Searching the forums will give you much more useful advice, but that's my two-pennorth. Hope it helps.
04-29-05, 07:29 AM
You'll get a lot of good advices on how to get ready for the ride, so I'm just going to tell you how to ride the trip. Make certain that your bike received a good over by a competant mechanic. Carry the least amount of stuff you'll need for the ride, but you must have spare tube and tyre levers. Some money including loose changes.
Get your bottles filled up before the ride. Fill one with sport drink if you have at least two bottles. Do slow warm up and stretch well. There is no need to start your ride at the front, but ride with a group that has a pace you can ride with. Don't be afraid to tug in and use the guy in front of you as a wind breaker. You 'll save a lot of energy. Stop at every water stop and replenish your bottles. Maintainyour positive attitude and look out for possible accident. Enjoy your ride. Best wishes.
04-29-05, 08:05 AM
Thanks for the tips, I figured the trainer was pretty useless.
My butt is killing me today anyway, I don't know why. There is car support "mechanics" so that's good and I presume that means transport for any gear.
Overall then is one long ride a day the best way to go?
05-02-05, 11:09 PM
Don't think speed for now and just think distance and comfort. This is not a race adn if the scenery is nice they all you really want to concentrate on is finishing and finishing in good shape.
How's the route like, any major hills? If so ride accordingly.

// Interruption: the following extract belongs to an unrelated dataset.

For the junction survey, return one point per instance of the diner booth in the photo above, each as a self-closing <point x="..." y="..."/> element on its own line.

On the comfort angle were your properly fit on your new roadbike. You'll be sepnding major hours on that bike and comfort is crucial to the whole finishing in good shape mentality.
EDIT: forgot the GOOD LUCK!!!
05-03-05, 10:01 AM
you'll want to ride back to back days as often as possible. if you plan on about 30-40k each ride you should be fine. get your body used to going back to back long days. Also make sure you can ride the distance of the longest day without much trouble. i.e. if the longest day is 80k then make sure you can do that one day then come back the next day and ride at least 50k without being too drained. other than that have fun.
Ditto to what everyone else is saying, but for sure get off the trainer and get outside and ride.